It’s bad enough that corporate tax rates in the United States are among the highest in the world, but some companies have it even worse.
Strategy: If possible, avoid being tagged a personal service corporation (PSC). When this designation applies, your company is taxed at a flat federal rate of 35%, the top average tax rate for corporations.
In other words, you don’t benefit from the graduated corporate federal income tax rate structure. This could cost you thousands of tax dollars each year.
Here’s the whole story: Although the rules are somewhat vague, a corporation is generally treated as a PSC if it satisfies both a “function” and “ownership” test.
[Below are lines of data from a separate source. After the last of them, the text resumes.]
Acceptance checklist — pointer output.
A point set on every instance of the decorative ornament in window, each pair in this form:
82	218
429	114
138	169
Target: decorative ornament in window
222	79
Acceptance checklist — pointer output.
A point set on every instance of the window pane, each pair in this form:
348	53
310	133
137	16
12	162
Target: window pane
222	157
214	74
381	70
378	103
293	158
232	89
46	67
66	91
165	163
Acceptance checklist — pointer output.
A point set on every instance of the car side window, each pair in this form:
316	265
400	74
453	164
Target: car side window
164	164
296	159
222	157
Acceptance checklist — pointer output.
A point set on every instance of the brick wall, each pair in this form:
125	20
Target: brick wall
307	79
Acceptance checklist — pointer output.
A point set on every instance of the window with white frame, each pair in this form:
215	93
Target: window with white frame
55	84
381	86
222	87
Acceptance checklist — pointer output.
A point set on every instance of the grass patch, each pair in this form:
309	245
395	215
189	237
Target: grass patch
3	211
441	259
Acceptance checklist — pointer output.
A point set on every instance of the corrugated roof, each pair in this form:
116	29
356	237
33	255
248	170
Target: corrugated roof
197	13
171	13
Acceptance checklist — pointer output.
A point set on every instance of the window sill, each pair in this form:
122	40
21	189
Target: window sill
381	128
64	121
1. Function test: Substantially all of the activities involve the performance of services in a field of law, accounting, health, engineering, architecture, actuarial sciences, performing arts or consulting. For this purpose, “substantially all” means 95% or more of time spent by employees is devoted to these services.
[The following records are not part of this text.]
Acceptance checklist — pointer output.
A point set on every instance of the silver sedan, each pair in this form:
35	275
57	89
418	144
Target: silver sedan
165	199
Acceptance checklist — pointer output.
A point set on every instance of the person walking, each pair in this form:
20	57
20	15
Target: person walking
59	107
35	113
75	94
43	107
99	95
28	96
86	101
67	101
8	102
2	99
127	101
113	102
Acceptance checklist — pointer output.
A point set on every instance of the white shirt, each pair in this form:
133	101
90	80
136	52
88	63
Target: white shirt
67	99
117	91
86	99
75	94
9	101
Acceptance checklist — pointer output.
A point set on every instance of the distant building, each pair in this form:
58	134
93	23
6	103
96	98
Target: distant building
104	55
2. Ownership test: Substantially all the stock is held, either directly or indirectly, by employees performing these services or retired employees who provided these services. Owning 95% or more of the stock is considered to be ”substantially all.”
Naturally, business owners usually interpret the rules in their favor. On the other hand, the IRS is likely to challenge companies that are obviously trying to avoid the PSC label.
Tip: When it’s appropriate, some diversification of stock ownership might allow your company to squeeze under the 95% threshold.